This is a cache of https://fess.codelibs.org/15.3/config/crawler-advanced.html. It is a snapshot of the page at 2025-11-07T00:14:26.414+0000.
Advanced Crawler Configuration

Menu

Advanced Crawler Configuration

Overview

This guide explains advanced configuration for the Fess crawler. For basic crawler configuration, refer to Basic Crawler Configuration.

Warning

The settings on this page can affect the entire system. Thoroughly test any changes before applying them to production environments.

General Settings

Configuration File Locations

Detailed crawler settings are configured in the following files:

  • Main configuration: /etc/fess/fess_config.properties (or app/WEB-INF/classes/fess_config.properties)

  • Content length configuration: app/WEB-INF/classes/crawler/contentlength.xml

  • Component configuration: app/WEB-INF/classes/crawler/container.xml

Default Script

Configure the default script language for the crawler.

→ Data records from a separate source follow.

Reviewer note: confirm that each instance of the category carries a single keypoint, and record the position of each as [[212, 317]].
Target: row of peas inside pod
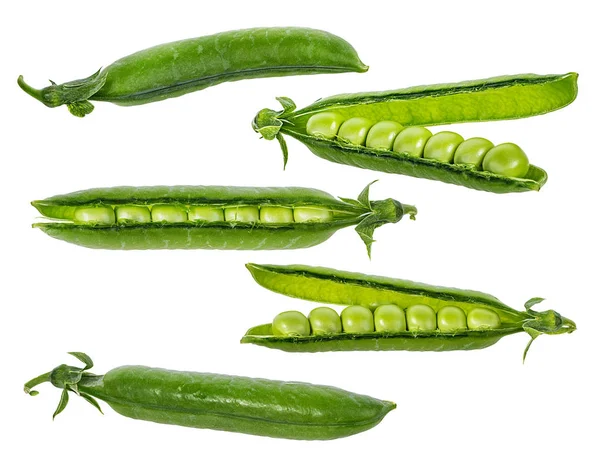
[[174, 213], [506, 159], [387, 318]]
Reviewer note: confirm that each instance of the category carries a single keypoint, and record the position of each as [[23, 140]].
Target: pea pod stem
[[291, 410], [89, 218], [500, 98], [325, 285]]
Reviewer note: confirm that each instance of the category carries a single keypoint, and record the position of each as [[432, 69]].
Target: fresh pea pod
[[211, 217], [382, 130], [176, 68], [484, 321], [270, 408]]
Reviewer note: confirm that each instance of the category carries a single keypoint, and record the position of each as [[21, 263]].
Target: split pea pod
[[393, 314], [211, 217], [384, 131], [291, 410], [177, 68]]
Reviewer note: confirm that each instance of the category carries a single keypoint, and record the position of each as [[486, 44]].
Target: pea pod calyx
[[292, 410], [324, 285]]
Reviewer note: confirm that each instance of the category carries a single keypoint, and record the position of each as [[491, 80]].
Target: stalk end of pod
[[74, 94], [67, 378], [547, 322], [268, 123]]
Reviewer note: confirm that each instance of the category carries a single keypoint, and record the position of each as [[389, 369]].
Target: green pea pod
[[211, 217], [500, 98], [325, 285], [176, 68], [270, 408]]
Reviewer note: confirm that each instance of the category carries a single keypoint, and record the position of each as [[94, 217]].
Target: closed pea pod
[[465, 319], [270, 408], [211, 217], [177, 68], [505, 97]]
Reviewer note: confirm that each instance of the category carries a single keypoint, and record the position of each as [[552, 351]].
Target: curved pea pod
[[291, 410], [211, 217], [177, 68], [325, 285], [500, 98]]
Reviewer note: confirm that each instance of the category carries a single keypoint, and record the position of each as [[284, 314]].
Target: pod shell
[[405, 164], [270, 408], [200, 235], [324, 285], [177, 68]]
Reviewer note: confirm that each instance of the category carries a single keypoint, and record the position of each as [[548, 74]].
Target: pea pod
[[320, 126], [489, 319], [177, 68], [211, 217], [271, 408]]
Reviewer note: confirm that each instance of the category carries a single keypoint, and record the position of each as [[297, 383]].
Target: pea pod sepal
[[325, 285], [67, 378], [73, 94]]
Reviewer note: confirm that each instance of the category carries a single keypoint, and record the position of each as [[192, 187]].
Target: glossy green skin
[[193, 235], [269, 408], [177, 68], [325, 285], [505, 97]]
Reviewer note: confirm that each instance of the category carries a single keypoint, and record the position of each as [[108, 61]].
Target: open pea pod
[[485, 319], [211, 217], [342, 129]]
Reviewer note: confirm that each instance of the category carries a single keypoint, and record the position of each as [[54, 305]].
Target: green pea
[[482, 319], [245, 214], [357, 319], [291, 323], [269, 214], [132, 214], [451, 319], [420, 318], [325, 125], [324, 320], [412, 141], [94, 215], [441, 146], [312, 214], [383, 134], [198, 213], [472, 151], [389, 318], [169, 213], [507, 159], [355, 130]]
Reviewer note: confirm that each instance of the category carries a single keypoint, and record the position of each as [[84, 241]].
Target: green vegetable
[[211, 217], [291, 410], [488, 318], [505, 97], [176, 68]]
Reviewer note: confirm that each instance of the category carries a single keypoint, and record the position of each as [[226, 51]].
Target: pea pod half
[[271, 408], [176, 68], [374, 130], [211, 217], [485, 319]]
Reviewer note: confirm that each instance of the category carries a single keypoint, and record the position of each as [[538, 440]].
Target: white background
[[188, 309]]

Property Description Default
crawler.default.script Crawler script language groovy
crawler.default.script=groovy

HTTP Thread Pool

HTTP crawler thread pool settings.

Property Description Default
crawler.http.thread_pool.size HTTP thread pool size 0
# 0 means auto-configuration
crawler.http.thread_pool.size=0

Document Processing Settings

Basic Settings

Property Description Default
crawler.document.max.site.length Maximum lines for document site 100
crawler.document.site.encoding Document site encoding UTF-8
crawler.document.unknown.hostname Alternative value for unknown hostname unknown
crawler.document.use.site.encoding.on.english Use site encoding for English documents false
crawler.document.append.data Append data to document true
crawler.document.append.filename Append filename to document false

Configuration Example

crawler.document.max.site.length=100
crawler.document.site.encoding=UTF-8
crawler.document.unknown.hostname=unknown
crawler.document.use.site.encoding.on.english=false
crawler.document.append.data=true
crawler.document.append.filename=false

Word Processing Settings

Property Description Default
crawler.document.max.alphanum.term.size Maximum alphanumeric word length 20
crawler.document.max.symbol.term.size Maximum symbol word length 10
crawler.document.duplicate.term.removed Remove duplicate words false

Configuration Example

# Change maximum alphanumeric length to 50 characters
crawler.document.max.alphanum.term.size=50

# Change maximum symbol length to 20 characters
crawler.document.max.symbol.term.size=20

# Remove duplicate words
crawler.document.duplicate.term.removed=true

Note

Increasing max.alphanum.term.size allows indexing long IDs, tokens, URLs, etc. in their complete form, but increases index size.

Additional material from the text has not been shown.